支配的な母親から自立された女性(後編)

Cさんは、まずは「母親の誘いに乗らない、誘わない」ことから始めました。母親との距離が近い人にとっては、「断る」ということはとても勇気がいることです。そして、多くの人は大変な「罪悪感」を感じます。
ですが、これは今までの慣れ親しんだ関係を変えるには必須です。おそらく、罪悪感の裏には、母親と離れて、一人の大人としていくていくことへの「不安」や「恐れ」もあると思います。そのため、不安や恐れの感情が膨れ上がった時に、思わず母親の誘いに乗ってしまったり、誘ってしまうこともあります。ですが、このとき冷静に「不安だったから誘ってしまったんだな」との認知を上書きすることで、「思わず」は減り、母親の誘いにも自然と「NO」が言えるようになります。

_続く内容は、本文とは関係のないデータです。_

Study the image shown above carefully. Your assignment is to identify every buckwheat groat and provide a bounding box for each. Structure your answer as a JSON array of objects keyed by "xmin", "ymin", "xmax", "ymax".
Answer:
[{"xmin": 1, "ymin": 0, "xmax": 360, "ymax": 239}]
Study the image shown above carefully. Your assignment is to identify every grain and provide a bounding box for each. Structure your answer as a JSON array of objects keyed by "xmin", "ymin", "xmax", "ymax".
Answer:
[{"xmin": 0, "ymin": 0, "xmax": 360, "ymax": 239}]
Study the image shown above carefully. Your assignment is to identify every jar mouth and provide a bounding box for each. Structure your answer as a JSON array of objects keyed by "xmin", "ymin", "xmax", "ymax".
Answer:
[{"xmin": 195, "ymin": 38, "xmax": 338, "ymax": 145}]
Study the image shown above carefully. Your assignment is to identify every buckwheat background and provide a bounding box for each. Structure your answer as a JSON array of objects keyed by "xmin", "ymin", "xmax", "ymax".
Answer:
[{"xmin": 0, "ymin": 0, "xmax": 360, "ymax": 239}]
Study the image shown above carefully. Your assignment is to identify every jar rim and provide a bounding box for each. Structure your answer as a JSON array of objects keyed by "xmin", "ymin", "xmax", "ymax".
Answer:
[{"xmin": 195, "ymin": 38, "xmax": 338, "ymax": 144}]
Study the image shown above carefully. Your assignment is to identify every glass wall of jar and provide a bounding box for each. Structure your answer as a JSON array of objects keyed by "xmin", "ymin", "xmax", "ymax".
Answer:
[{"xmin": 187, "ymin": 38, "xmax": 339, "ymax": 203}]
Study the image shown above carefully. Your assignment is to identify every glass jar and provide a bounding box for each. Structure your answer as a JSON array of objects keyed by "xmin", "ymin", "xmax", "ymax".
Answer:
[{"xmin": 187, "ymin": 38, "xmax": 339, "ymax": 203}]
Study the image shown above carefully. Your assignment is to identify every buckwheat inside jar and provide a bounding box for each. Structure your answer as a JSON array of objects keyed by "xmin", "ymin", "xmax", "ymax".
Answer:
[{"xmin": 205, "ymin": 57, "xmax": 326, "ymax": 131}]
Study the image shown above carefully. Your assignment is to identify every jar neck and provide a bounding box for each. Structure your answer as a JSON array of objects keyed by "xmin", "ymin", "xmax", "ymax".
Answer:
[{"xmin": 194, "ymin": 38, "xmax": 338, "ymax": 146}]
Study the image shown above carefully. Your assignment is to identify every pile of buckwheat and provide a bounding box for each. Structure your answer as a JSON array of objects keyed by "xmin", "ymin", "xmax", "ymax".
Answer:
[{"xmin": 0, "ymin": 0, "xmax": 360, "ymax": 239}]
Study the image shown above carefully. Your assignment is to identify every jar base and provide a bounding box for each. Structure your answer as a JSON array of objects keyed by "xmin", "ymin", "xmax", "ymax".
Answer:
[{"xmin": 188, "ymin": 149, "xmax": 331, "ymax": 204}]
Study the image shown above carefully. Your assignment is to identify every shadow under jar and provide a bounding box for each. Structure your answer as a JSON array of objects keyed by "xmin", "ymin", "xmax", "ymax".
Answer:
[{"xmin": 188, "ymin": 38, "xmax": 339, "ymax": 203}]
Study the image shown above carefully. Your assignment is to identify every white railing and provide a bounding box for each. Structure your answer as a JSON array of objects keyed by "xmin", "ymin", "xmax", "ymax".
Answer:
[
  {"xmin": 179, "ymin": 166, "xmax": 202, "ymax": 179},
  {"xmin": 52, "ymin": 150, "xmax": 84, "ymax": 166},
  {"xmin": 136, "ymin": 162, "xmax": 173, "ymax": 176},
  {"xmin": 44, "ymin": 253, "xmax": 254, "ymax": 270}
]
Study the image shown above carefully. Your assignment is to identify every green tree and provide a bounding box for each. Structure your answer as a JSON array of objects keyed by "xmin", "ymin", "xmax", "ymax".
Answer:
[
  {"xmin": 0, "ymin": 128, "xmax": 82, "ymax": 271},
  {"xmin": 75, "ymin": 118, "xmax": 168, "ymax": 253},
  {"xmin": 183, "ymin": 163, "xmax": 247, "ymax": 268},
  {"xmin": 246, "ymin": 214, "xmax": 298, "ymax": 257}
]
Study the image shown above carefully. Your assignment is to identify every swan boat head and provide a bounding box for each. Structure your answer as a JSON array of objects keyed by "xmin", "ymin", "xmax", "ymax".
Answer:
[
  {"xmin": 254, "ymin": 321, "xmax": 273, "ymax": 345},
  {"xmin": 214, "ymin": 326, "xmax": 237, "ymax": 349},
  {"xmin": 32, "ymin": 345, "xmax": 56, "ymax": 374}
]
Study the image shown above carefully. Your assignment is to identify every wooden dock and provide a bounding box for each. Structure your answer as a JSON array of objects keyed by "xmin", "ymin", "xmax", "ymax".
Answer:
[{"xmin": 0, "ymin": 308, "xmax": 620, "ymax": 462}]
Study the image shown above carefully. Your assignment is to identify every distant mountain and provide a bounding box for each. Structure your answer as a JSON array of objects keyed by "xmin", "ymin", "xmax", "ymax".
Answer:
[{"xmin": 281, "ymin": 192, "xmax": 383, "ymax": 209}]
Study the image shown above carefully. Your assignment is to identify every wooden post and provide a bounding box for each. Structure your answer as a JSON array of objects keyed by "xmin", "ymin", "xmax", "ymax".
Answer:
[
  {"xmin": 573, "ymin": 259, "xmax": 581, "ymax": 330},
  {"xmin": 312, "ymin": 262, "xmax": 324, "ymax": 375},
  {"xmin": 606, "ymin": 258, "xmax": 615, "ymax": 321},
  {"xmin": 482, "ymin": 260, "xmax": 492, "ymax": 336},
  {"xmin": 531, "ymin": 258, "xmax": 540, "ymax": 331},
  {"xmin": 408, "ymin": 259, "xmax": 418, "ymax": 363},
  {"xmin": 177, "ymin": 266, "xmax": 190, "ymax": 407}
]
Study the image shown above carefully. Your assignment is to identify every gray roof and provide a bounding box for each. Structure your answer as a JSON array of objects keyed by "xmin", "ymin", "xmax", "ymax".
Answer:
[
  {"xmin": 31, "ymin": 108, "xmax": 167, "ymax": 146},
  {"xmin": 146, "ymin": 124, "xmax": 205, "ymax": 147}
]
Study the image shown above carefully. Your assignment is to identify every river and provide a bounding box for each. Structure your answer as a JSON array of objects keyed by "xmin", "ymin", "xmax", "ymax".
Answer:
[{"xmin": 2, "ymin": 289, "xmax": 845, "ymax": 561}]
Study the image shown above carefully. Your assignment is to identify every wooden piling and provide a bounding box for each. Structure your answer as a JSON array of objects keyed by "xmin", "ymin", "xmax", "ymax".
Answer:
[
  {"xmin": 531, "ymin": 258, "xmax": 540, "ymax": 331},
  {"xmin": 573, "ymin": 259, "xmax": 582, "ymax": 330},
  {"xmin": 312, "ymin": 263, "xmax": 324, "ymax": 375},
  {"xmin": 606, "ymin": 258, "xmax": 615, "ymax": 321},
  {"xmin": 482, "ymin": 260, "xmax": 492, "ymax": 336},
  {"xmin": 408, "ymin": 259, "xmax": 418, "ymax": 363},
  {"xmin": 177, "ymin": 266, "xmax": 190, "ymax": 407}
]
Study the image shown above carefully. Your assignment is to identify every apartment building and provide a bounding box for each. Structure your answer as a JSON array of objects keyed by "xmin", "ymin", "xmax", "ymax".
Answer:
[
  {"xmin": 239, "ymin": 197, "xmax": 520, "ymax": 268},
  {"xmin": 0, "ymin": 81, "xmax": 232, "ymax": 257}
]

Cさんも徐々に「NO」が言えるようになり、6ヶ月後、Cさんは一人暮らしをすることにしました。一人暮らしを始めてから数ヶ月の間、母親との連絡を一切絶ちました。Cさんにとって、一卵性親子を抜けるのは、これくらいの強行姿勢を貫くことが必要だったのです。そして、母親のお誕生日をきっかけにまた、メールを交わすようになりました。
母親と心地よい距離感をつかめるようになった頃、Cさんにお伝えしたことがあります。
私「お母さんは、Cさんに口出しをするのは、愛からなんですよ。」
Cさん「(絶句。「この人、何言ってるの?」の表情)」
私「お母さんはとてもCさんのことを愛しています。だから、うるさくうるさく口を出すんです。」
Cさん「好きだったら、私にあんなに口出ししませんよ。嫌っているとは思わないけど、愛してるなんて、、、」
私「お母さんにとっての愛情表現は『干渉すること』だったんです。お母さんは干渉しているなんて思ってないですけどね。
考えてみてください、Cさんのあらゆることに口出しができるなんて、どれだけCさんのことを見ていると思いますか?お母さんは愛の塊なんです。その表現方法を間違えただけ。『愛してるよ』と直接に出せない、不器用な人なんですよ」
Cさん「そんな、愛なんて思ったこともありませんでした、、、」
母親との距離感をつかめたCさんは、とても納得されました。
現在でも、Cさんの母親はよく口出しします。でも、Cさんの捉え方は全く違います。「これはお母さんの愛情。だけど、この愛情は私には愛情として受け取れないので、お母さんにお返しします」このような感じで、口出しされても、冷静に自分の意見を言っているそうです。
今、Cさんは結婚され、子供も授かりました。実家ともとてもいい距離感で付き合っているとのことです。